His love of the countryside is exemplified in two volumes of essays entitled 'Through the Woods' and 'Down the River'.

He was 20 when his first novel was published and his most popular creation was the Larkin family in the Darling Buds of May who were inspired by a colourful character seen whilst he was on holiday in Kent.

In 1931 he married Madge Cox and they moved to the village of Little Chart in Kent and bought an old granary and this, together with an acre of garden, they turned into a home.

Bates was a keen gardener and wrote many books on flowers.  He and Madge had two sons and two daughters.  Bates died in 1974 a prolific and successful author.

The Fallow Land
"Abraham Mortimer and his son Jess were setting snares under the old hawthorn hedge that bounded their land on the north.  Haws were hanging in heavy crimson clusters among the shrivelling leaves and the pale October sun was dropping behind the line of willows skirting the west of the field.  ....
In winter the rains steamed down the slope, washing out the stones and silting the earth across the hollow in a smooth yellowish drift, and in summer the sun baked the drift to a white crust impressed with the iron-hard footprints of horses and men."


  1. I must look out for some H.E.Bates books, The Darling Buds of May I'm familiar with but as the TV series rather than the book and many years ago I've read some of his books though I'd be hard pushed to tell you which - Fair Stood The Wind For France' comes to mind though.

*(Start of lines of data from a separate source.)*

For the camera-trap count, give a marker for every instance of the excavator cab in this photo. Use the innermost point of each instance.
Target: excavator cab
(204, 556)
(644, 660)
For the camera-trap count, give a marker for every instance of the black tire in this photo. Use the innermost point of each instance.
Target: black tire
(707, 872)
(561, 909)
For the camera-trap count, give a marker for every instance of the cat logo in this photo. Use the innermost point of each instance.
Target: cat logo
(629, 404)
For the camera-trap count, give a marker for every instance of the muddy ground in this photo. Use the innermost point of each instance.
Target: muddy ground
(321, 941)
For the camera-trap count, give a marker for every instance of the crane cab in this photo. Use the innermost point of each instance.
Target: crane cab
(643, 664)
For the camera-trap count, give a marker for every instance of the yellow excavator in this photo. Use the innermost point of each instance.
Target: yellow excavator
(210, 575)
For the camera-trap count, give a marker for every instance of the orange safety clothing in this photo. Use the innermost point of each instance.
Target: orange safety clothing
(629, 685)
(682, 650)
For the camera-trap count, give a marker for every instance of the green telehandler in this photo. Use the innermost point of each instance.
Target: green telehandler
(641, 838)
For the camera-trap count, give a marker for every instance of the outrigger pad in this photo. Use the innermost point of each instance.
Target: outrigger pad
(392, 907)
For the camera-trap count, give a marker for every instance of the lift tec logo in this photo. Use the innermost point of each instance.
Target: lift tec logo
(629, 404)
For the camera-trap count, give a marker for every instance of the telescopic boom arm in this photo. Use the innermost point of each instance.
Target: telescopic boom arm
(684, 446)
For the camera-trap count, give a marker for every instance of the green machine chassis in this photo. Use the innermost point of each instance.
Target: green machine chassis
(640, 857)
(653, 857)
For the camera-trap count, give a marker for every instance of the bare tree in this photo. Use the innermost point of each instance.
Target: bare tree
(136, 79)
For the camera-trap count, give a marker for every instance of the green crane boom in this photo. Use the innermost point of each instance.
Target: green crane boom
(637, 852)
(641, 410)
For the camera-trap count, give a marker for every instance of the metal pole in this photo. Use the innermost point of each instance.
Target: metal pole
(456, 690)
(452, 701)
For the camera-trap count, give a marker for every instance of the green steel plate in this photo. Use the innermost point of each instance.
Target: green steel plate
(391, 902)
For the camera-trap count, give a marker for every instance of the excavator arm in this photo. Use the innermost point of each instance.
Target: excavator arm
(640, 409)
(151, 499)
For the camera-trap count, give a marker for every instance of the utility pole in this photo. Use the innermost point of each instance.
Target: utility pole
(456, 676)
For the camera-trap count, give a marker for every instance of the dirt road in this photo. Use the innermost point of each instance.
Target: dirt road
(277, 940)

I definitely fancy Through The Woods and Down the River - must certainly look for those especially since they have those lovely woodcuts in.

  2. I've read a couple of those - a long time ago. I remember borrowing "The Purple Plain" from my Dad,and he died in 1991...
    Writers these days seldom describe natrural events and features (e.g. scenery) like H.E. Bates did.You can imagine the view with your eyes shut when he describes it.

  3. I remember reading one of his books when I was quite young I think it was about the Larkins going to France. I too remember 'Love for Lydia' as a television series with Peter Davidson and Jeremy Irons in it, maybe it was the same one you remember?:)

  4. I loved reading bates,this is a really interesting post. After "love for Lydia" people copied the hairstyle and imagined themselves as her!I wish they would repeat that series.

  5. You can see clips of Love for Lydia on You Tube - but I think I will check out if you can get it on DVD. I would love to see it again.

  6. What a lovely post Elaine, I loved reading the plotted history of H.E.Bates and seeing all of his books. I don't think I've read any although I loved The Darling Buds of May on the tv.

  7. Always a good read. I'm presuming you must also be a fan of Cold Comfort Farm!.